Learn how to use the Data Extraction integration in ChatBotKit to extract contextually relevant information from conversations. This integration facilitates efficient data usage in customer support, transcriptions, and data analytics, empowering AI chatbots to autonomously interact with users and enrich conversation metadata.

The ChatBotKit platform provides a versatile Data Extraction integration that allows to pull contextually relevant information from conversations based on a predetermined JSON schema. This integration populates the conversation metadata and facilitates more efficient data usage in subsequent steps, such as customer support, transcriptions and data analytics.

This integration empowers AI chatbots to not only interact autonomously with users but also to extract key pieces of information from the conversation. After the conversation ends or goes idle, the bot uses the provided JSON schema to extract data, consequently enriching the conversation metadata.

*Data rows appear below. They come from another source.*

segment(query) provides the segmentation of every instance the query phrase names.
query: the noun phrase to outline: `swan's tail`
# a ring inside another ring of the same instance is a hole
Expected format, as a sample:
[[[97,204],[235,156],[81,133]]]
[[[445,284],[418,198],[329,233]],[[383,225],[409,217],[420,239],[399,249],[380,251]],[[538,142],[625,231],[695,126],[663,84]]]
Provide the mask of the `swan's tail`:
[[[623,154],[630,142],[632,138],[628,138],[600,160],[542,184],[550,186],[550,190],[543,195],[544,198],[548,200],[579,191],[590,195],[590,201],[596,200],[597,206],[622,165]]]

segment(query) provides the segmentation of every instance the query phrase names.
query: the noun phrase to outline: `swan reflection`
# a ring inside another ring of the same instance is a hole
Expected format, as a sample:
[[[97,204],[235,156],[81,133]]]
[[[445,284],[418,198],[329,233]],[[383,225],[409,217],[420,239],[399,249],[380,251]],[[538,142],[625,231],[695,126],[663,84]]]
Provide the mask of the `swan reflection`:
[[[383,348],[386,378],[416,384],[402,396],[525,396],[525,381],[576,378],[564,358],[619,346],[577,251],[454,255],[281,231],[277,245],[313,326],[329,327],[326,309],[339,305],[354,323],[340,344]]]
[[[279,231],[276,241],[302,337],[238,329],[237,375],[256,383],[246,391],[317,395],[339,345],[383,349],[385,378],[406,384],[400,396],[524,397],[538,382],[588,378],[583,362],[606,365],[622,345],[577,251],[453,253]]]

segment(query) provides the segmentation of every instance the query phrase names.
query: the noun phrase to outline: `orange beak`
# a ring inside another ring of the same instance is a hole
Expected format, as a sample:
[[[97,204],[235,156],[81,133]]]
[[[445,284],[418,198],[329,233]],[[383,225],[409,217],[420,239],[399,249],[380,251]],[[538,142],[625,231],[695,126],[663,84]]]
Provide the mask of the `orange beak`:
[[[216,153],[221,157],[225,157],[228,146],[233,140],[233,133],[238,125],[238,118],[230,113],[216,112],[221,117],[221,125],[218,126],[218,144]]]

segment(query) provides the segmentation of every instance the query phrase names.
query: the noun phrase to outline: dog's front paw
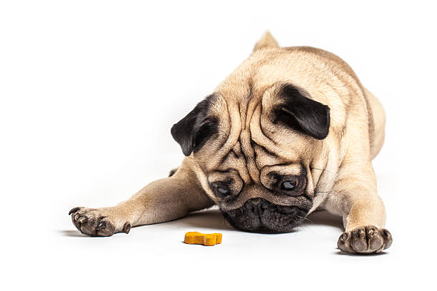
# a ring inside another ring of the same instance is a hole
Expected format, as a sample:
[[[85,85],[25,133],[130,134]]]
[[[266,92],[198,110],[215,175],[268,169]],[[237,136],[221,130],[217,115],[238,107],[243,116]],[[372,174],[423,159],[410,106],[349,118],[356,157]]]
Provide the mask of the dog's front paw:
[[[391,235],[386,229],[368,225],[343,233],[337,246],[346,252],[375,254],[388,248],[392,241]]]
[[[131,225],[126,222],[119,225],[115,215],[108,208],[75,207],[69,212],[76,228],[83,234],[91,236],[111,236],[116,233],[129,233]]]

How to Use the Data Extraction Integration

  1. Log in to your ChatBotKit account and navigate to the "Integrations" tab.
  2. Expand "More Integrations" and select the "Data Extraction" integration.
  3. Specify a name and optional description for the integration.
  4. Provide a custom JSON schema that your chatbot will use for data extraction.

Once the integration is set up, your AI chatbot will automatically extract data from conversations according to the specified JSON schema. This data will be used to populate the conversation metadata.

Example Schema

Consider a scenario where you're running an e-commerce platform that sells various types of electronics. You want your chatbot to extract the customer's name, email, the product they are interested in, and any specific questions or issues they have about the product.

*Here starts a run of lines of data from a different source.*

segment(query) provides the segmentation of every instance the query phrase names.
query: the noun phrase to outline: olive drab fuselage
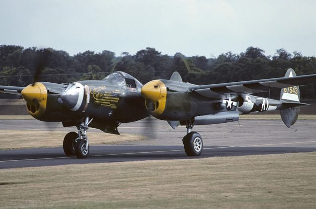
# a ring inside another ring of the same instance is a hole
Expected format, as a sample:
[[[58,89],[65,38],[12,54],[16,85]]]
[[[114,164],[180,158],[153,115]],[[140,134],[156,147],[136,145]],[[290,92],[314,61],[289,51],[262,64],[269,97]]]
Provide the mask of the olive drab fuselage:
[[[27,102],[27,110],[35,118],[44,121],[69,122],[87,116],[105,123],[140,120],[149,115],[140,93],[142,85],[128,76],[118,76],[118,84],[110,78],[68,84],[36,83],[45,88],[41,92],[45,93],[38,94],[36,104]],[[124,83],[125,79],[128,83]],[[30,94],[34,88],[29,88]]]

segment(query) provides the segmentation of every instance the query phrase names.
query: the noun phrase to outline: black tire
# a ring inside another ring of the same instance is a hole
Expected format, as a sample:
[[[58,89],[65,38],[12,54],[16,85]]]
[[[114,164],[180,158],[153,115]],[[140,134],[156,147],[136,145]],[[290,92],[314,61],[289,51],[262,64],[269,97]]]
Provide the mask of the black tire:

Here is an example of a JSON schema that could be used for this purpose:

{ "name": { "type": "string", "description": "The customer's full name" }, "email": { "type": "string", "description": "The customer's email address" }, "product": { "type": "string", "description": "The product that the customer is inquiring about" }, "question": { "type": "string", "description": "The customer's specific question or issue about the product" } }

This schema instructs the chatbot to extract the customer's name, email, the product they are interested in, and their specific question or issue. Remember, the chatbot's backstory and conversation flow need to be designed in such a way that these pieces of information are naturally collected during the conversation.

Caveats

While the Data Extraction integration is powerful, it's important to design your JSON schema carefully. Inaccurate or inappropriate schema could lead to incomplete or incorrect data extraction. It's recommended to thoroughly test your JSON schema with various conversation scenarios to ensure it extracts the intended data accurately.